Когда кончил говорить, то убрал ладонь с отпечатанных листков и опустил глаза, будто намереваясь прочитать написанное.

— Дайте, я еще подумаю! — попросил Геннадий.

— Ага! — Жемчужный стал перебирать листы пальцами. — Правильно! Подумай, может, и учтешь сегодняшний наш разговор. А это что?

Щебетун приподнялся над столом и увидел лист с рисунками и стихами.

— Это? Просто из архива… Завернуты были докладные.

— Из макулатуры, хочешь сказать? — уточнил Вячеслав Юлианович. — Посмотрите, товарищи, какая у наших комсомольцев макулатура! Самый лучший экземпляр «Метлы»!

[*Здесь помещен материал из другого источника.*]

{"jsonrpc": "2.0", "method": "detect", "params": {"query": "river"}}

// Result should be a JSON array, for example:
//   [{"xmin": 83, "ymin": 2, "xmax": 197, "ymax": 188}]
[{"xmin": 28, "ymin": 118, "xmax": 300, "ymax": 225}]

— Да это… — попробовал оправдаться Геннадий. — Случайно попалось под руку…

— Ничего случайного не должно быть! — без особой строгости, но требовательно сказал Жемчужный. — Смотрите, что тут… — он развернул лист. — Карикатуры, лучшие, чем в «Еже», ведь тот редко поднимается в критике выше тети Даши, уборщицы. А тут и об инженерах некоторых и начальниках участков. А подписи какие хлесткие!

Вячеслав Юлианович приблизил лист к себе и начал вслух читать некоторые эпиграммы. Читал хорошо, выразительно, не снижая голоса даже в самых острых местах.

Молчаливый редактор многотиражки вдруг громко рассмеялся, будто только теперь уловил смысл сатирического стиха. В тон ему смеялись и другие — наверно, все те, кому еще не попадало от «Метлы». Запрягаев сидел молча, склонив над столом голову. Потом вынул из верхнего кармашка какие-то бумажки, развернул их, разгладил ладонью, как Жемчужный Геннадиевы докладные, и сделал вид, что читает.

— А почему все-таки перестала выходить такая газета? — спросил Вячеслав Юлианович и строго посмотрел на секретаря комсомольского комитета.

— Да… вот… знаете… — словно не находил тот слов. — Заболела Ева Дым, уехала… Так что…

— А если мы с тобой заболеем? — не смягчая тона, спросил Жемчужный. — Я, конечно, не хочу этого… Но…

— Нас легко заменят, — не раздумывая ответил Геннадий и покраснел. В зале послышался сдержанный смех.